Ireland is an Alfred P. Sloan Fellow, an American Society of Pharmacognosy Fellow, and an Honorary Research Fellow of the Queensland Museum Biodiversity Program. His awards include an NIH Career Development Award, the inaugural University of Utah Distinguished Graduate Mentor Award, the University of Utah Distinguished Scholarly & Creative Research Award, the 10th Webster Sibilsky Award for Contributions to the Field of Medicinal Chemistry, the Utah Governor’s Medal for Science and Technology, and the Paul J. Scheuer award, the most prestigious award in the field of marine natural products.

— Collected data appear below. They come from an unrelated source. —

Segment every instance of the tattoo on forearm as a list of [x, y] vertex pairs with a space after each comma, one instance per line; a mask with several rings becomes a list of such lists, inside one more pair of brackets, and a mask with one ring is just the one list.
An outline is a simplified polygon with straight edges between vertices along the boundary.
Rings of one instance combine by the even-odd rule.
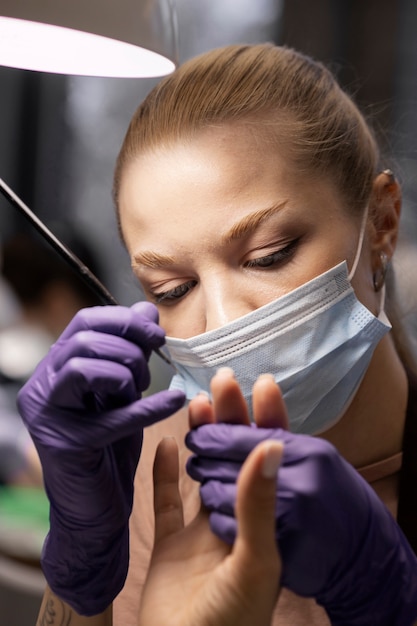
[[39, 615], [37, 626], [69, 626], [71, 610], [57, 598], [48, 598]]

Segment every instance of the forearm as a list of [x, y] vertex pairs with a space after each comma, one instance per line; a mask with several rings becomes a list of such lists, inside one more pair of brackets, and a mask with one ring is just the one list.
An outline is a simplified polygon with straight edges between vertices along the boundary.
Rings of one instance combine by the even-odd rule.
[[112, 607], [104, 613], [84, 617], [46, 588], [36, 626], [112, 626]]

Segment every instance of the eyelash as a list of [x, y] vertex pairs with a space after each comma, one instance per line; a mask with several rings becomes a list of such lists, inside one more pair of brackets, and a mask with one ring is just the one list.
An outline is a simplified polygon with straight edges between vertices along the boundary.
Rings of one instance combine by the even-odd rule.
[[152, 293], [152, 297], [154, 299], [155, 304], [159, 304], [164, 300], [180, 300], [183, 298], [195, 285], [197, 284], [196, 280], [189, 280], [186, 283], [182, 283], [182, 285], [178, 285], [174, 287], [174, 289], [169, 289], [168, 291], [161, 291], [160, 293]]
[[251, 259], [245, 263], [245, 267], [267, 269], [269, 267], [279, 265], [280, 263], [284, 263], [292, 257], [298, 242], [299, 239], [294, 239], [294, 241], [291, 241], [287, 246], [285, 246], [285, 248], [281, 248], [272, 254], [258, 257], [257, 259]]
[[[280, 263], [284, 263], [294, 254], [295, 249], [298, 245], [298, 239], [291, 241], [285, 248], [281, 248], [272, 254], [268, 254], [263, 257], [259, 257], [257, 259], [252, 259], [251, 261], [247, 261], [244, 265], [246, 268], [259, 268], [259, 269], [267, 269], [273, 267], [275, 265], [279, 265]], [[180, 300], [184, 296], [187, 295], [189, 291], [197, 284], [196, 280], [189, 280], [186, 283], [182, 283], [173, 289], [169, 289], [168, 291], [161, 291], [159, 293], [153, 292], [151, 296], [155, 302], [155, 304], [160, 304], [161, 302], [171, 301], [172, 303], [175, 300]]]

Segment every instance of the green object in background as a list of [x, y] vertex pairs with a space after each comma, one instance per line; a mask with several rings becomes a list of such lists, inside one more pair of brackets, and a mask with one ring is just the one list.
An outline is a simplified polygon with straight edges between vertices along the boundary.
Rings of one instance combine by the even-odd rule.
[[0, 487], [0, 551], [38, 560], [49, 529], [49, 502], [43, 489]]

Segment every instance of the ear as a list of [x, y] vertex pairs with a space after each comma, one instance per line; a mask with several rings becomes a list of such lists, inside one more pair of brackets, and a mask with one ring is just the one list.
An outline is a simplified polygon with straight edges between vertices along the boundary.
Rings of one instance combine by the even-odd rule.
[[401, 214], [401, 188], [391, 170], [384, 170], [376, 176], [369, 206], [372, 224], [370, 245], [372, 269], [380, 266], [381, 253], [391, 260], [398, 239]]

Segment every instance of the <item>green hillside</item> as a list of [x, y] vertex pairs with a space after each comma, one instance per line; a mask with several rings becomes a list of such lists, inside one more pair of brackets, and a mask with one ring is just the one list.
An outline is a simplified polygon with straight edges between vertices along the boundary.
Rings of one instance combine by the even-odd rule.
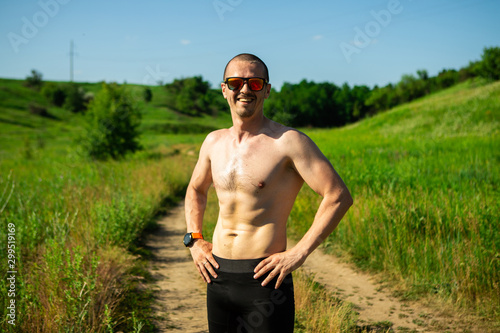
[[[154, 331], [141, 235], [182, 198], [198, 145], [230, 117], [189, 117], [164, 106], [163, 87], [150, 87], [150, 103], [144, 87], [128, 87], [143, 112], [144, 149], [102, 162], [81, 153], [82, 114], [0, 79], [0, 226], [13, 231], [18, 272], [16, 326], [7, 322], [8, 281], [0, 281], [0, 331]], [[7, 253], [6, 237], [0, 249]]]
[[[134, 259], [147, 257], [140, 236], [182, 197], [206, 133], [231, 119], [174, 112], [163, 87], [151, 87], [150, 103], [144, 87], [129, 89], [143, 110], [144, 150], [94, 162], [79, 154], [82, 114], [50, 105], [23, 81], [0, 79], [0, 224], [16, 229], [20, 331], [104, 331], [111, 323], [133, 331], [137, 321], [153, 331], [149, 314], [137, 312], [148, 295], [130, 292], [138, 285], [131, 276], [147, 277]], [[499, 123], [500, 82], [475, 79], [343, 128], [303, 129], [355, 200], [325, 249], [384, 273], [403, 297], [498, 325]], [[305, 232], [318, 204], [304, 187], [291, 236]], [[8, 270], [5, 262], [0, 269]], [[0, 290], [6, 318], [5, 280]], [[0, 328], [13, 329], [5, 320]]]
[[[45, 145], [50, 148], [68, 146], [78, 134], [82, 134], [82, 114], [72, 113], [62, 107], [55, 107], [35, 89], [25, 87], [23, 80], [0, 79], [0, 160], [12, 157], [12, 153], [21, 152], [20, 140], [36, 147]], [[101, 83], [78, 84], [87, 92], [97, 93]], [[127, 85], [132, 96], [143, 112], [142, 141], [146, 146], [157, 145], [164, 140], [172, 142], [171, 136], [177, 135], [175, 142], [198, 142], [208, 132], [230, 126], [228, 112], [219, 112], [214, 116], [192, 117], [172, 111], [165, 106], [166, 90], [161, 86], [149, 87], [153, 93], [150, 103], [143, 101], [144, 86]], [[30, 112], [30, 105], [39, 105], [47, 109], [48, 116]], [[198, 137], [196, 134], [200, 134]]]
[[[468, 81], [334, 130], [307, 130], [354, 196], [325, 247], [401, 295], [499, 316], [500, 82]], [[290, 219], [306, 230], [305, 188]]]

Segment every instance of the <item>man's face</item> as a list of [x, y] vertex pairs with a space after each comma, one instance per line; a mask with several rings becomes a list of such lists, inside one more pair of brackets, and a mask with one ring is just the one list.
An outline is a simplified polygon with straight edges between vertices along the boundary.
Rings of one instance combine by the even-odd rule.
[[[259, 63], [232, 61], [226, 70], [226, 78], [228, 77], [265, 78], [265, 73], [263, 66]], [[261, 91], [250, 90], [248, 83], [243, 84], [239, 90], [230, 90], [225, 83], [222, 83], [221, 87], [231, 112], [241, 118], [249, 118], [256, 112], [263, 112], [264, 100], [269, 97], [271, 91], [270, 84], [265, 85]]]

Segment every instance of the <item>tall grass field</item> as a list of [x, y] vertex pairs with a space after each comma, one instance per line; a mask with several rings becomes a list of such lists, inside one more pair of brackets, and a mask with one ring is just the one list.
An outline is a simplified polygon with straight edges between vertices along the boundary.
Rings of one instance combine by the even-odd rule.
[[[130, 85], [136, 96], [142, 88]], [[230, 117], [172, 112], [163, 88], [152, 89], [153, 101], [140, 102], [144, 149], [96, 162], [79, 151], [82, 115], [30, 114], [43, 97], [0, 79], [0, 331], [154, 331], [144, 234], [183, 197], [206, 133]], [[498, 327], [499, 122], [500, 82], [474, 80], [344, 128], [303, 129], [355, 200], [323, 249], [382, 273], [402, 297]], [[320, 199], [304, 186], [291, 237], [308, 229]], [[212, 192], [205, 234], [216, 216]], [[355, 331], [352, 308], [301, 274], [297, 331]]]
[[[402, 296], [426, 296], [498, 325], [500, 82], [467, 82], [338, 130], [307, 133], [355, 203], [325, 241]], [[319, 201], [303, 188], [300, 237]]]
[[153, 331], [141, 237], [184, 196], [203, 135], [150, 130], [177, 116], [143, 105], [144, 150], [96, 162], [80, 152], [81, 115], [30, 114], [45, 102], [20, 81], [2, 80], [0, 100], [0, 331]]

Ireland has served as the principal investigator of a National Cooperative Drug Discovery Group consortium funded by the NCI to discover new cancer drugs from unique natural sources and is currently serving as the co-PI of an International Cooperative Biodiversity Group consortium funded by the Fogerty International Center to discover new HIV, Malaria, and TB drugs from plants and traditional medicines in Papua New Guinea.
Ireland joined the faculty of the University of Utah as an assistant professor of medicinal chemistry in 1983. He served as professor and chair of the Department of Medicinal Chemistry from 1992-99, as dean of the College of Pharmacy and L. S. Skaggs Presidential Endowed Chair for Pharmacy from 2009 to 2014, and as chief administrative officer for the Asia Campus from 2015-18.
Chris Ireland and his wife, Mary Kay Harper, a research scientist at the U, have four children, all of whom attended the U.